O encontro, que segue até quarta-feira (8), ocorre em meio a tensões entre os EUA e aliados europeus e tem como principais temas a guerra na Ucrânia, a segurança no Estreito de Ormuz e o fortalecimento da capacidade militar da Europa.

A reunião acontece após meses de atritos entre o presidente dos Estados Unidos, Donald Trump, e líderes europeus, principalmente por divergências relacionadas à condução do conflito com o Irã e à pressão americana para que os aliados ampliem seus investimentos em defesa.

Segundo uma autoridade sênior dos EUA, Washington espera que os líderes discutam a segurança no Estreito de Ormuz, rota estratégica para o transporte mundial de petróleo.

“Certamente acredito que o Estreito de Ormuz e a proteção do tráfego marítimo que passa por lá serão assuntos abordados”, afirmou a autoridade.

Além da segurança marítima, a administração Trump pretende reforçar sua cobrança para que os aliados aumentem os gastos militares e reduzam a dependência dos Estados Unidos na defesa coletiva.

Guerra na Ucrânia

A guerra na Ucrânia ocupa posição central na agenda da cúpula. O presidente ucraniano, Volodymyr Zelensky, participa do encontro e deverá se reunir bilateralmente com Trump.

Na segunda-feira (6), Trump afirmou que uma solução para a guerra está “mais próxima do que as pessoas imaginam” e disse que pretende discutir o conflito durante as reuniões em Ancara.

O encontro entre os dois ocorre após uma nova ofensiva russa contra Kiev, que deixou mais de 20 mortos. No mesmo período, forças ucranianas atacaram com drones a maior refinaria de petróleo da Rússia, localizada na região de Omsk, na Sibéria.

Segundo a Casa Branca, Trump também deverá realizar uma reunião bilateral com o presidente da Síria, Ahmed al-Sharaa.

Europa acelera planos de rearmamento

Em paralelo às discussões da cúpula, países europeus anunciaram avanços em iniciativas para ampliar sua capacidade de defesa.

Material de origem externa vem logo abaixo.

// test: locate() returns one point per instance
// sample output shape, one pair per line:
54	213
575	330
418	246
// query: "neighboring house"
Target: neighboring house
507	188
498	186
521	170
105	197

Reino Unido, Holanda, Finlândia e Polônia informaram que trabalham para criar, até 2027, um mecanismo conjunto de aquisição de equipamentos militares. Já o Canadá deve anunciar um grupo de países fundadores de um banco voltado ao financiamento da renovação das capacidades defensivas dos aliados.

Na véspera da reunião, o governo canadense também confirmou a compra de 12 submarinos alemães para reforçar sua presença no Ártico.

Tensão com a Itália

Às vésperas da cúpula, Trump voltou a provocar a primeira-ministra da Itália, Giorgia Meloni.

O presidente americano publicou nas redes sociais uma fotografia da premiê acompanhada da legenda “NECESSÁRIA UMA MEDIDA PROTETIVA”, reacendendo uma troca de críticas iniciada após a cúpula do G7, realizada na França no mês passado.

Questionado sobre a publicação, o ministro da Defesa da Itália, Guido Crosetto, minimizou o episódio e afirmou que o mais importante é preservar as relações entre Roma e Washington.

Já integrantes da oposição italiana criticaram Trump. O líder do partido Azione, Carlo Calenda, classificou o presidente americano como “um valentão desprezível e mesquinho”.